Apparently, The Doves found the strength to regroup, and rethink their approach to music. While Lost Souls is undeniably the work of a rock group (ya know - bass, drums, guitar, verse-chorus-verse structures), it's still one of the most electronica-aware albums in recent memory. Programming, keyboards and subtle samples are found at every turn on Lost Souls, making it more than just another depressing album by a bunch of mopey fops. Even if Lost Souls had nothing else going for it (fortunately, it does), it would still have great atmosphere, not to mention production value.
Perhaps the most surprising thing about The Doves is the fact that they're such good musicians. Don't get me wrong; there's no orgasm-inducing solos a'la "Layla" here, but it's still pretty accomplished. Heartfelt acoustic guitar, echoed riffs, and steady drumming abound. This from a group that until recently was blip-blooping on Casios.
Most bands in the vein of The Doves give me the impression that the group grew up on some isolated moor in the middle of rural England. The air is always foggy, the ground is always soggy, and contact with the outside world is minimal. The band wakes up in the morning, prays to a shrine of Ian Curtis made from twigs and moss, spends the next 15 hours playing really intricate and delicate music, sobs helplessly for about an hour, and then falls asleep to a Tolkein book, or something.
But make no mistake about it: The Doves have something to say (or at least think that they do), and they want you to hear it. Every single plucked guitar string, every syllable uttered by Jim Goodwin, and so on is treated like an ocean of sound, full of unrealized possibilities. Let's just say that their copy of Dark Side Of The Moon must be damn near death. Pretentious? Hell yes. Over-produced? Sometimes. Good music? For the most part.

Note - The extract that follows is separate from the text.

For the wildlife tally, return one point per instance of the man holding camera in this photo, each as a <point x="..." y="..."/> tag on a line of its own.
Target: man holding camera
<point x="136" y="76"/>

Lost Souls isn't going to change the world, make you tear down your Radiohead posters, or make you quiver with ecstasy; but fortunately it won't send you screaming to the bathroom to puke up your lunch. What it will do is make you want to listen to all of your old post-punk records from the early/mid 80s (assuming you have any - if you don't, then shame on you). If Echo and the Bunnymen were still making halfway decent music (instead of just flogging to death ideas that Oasis has already flogged plenty), this is what they'd be playing. The Doves' sound is mournful yet hopeful, atmospheric, vaguely psychedelic but still poppy enough to get your toes tappin'.
The Doves are a little more pastoral than that, though. "The Man Who Told Everything" has a Belle & Sebastian-worthy acoustic riff and lyrics that'll have every arty, lonely teenage boy across the nation singing along; along with melodramatic string arrangements to draw out maximum emotional response. "Sea Song" makes copious use of the vocorder, and nearly all the tracks are bathed in tasteful electronic and string washes. Electric and acoustic guitars are entwined like lovers frequently, trading lead duties as they caress your ears. Oh yeah - Goodwin sings in this really yearning, mellow style that shouts out two things: (1) "I'm singing about the secret of life, and it's really burdensome," and (2) "Hey, don't I sound just like Thom Yorke? Isn't that insufferably cool?"
But all the multi-tracking and knob-twiddling in the studio won't help if you don't have a strong foundation of songs to start with. While The Doves haven't written any real classics on the album, there's not a bad track here. The opener, "Firesuite," is a logical opener, an instrumental piece that combines film-music, that whole epic-moor guitar sound and electronics to craft a song so overly dramatic it sounds like the newest James Bond theme. "Firesuite" provides a perfect lead-in to "Here It Comes," a piano-driven piece that sounds like Billy Joel discovered alt-rock.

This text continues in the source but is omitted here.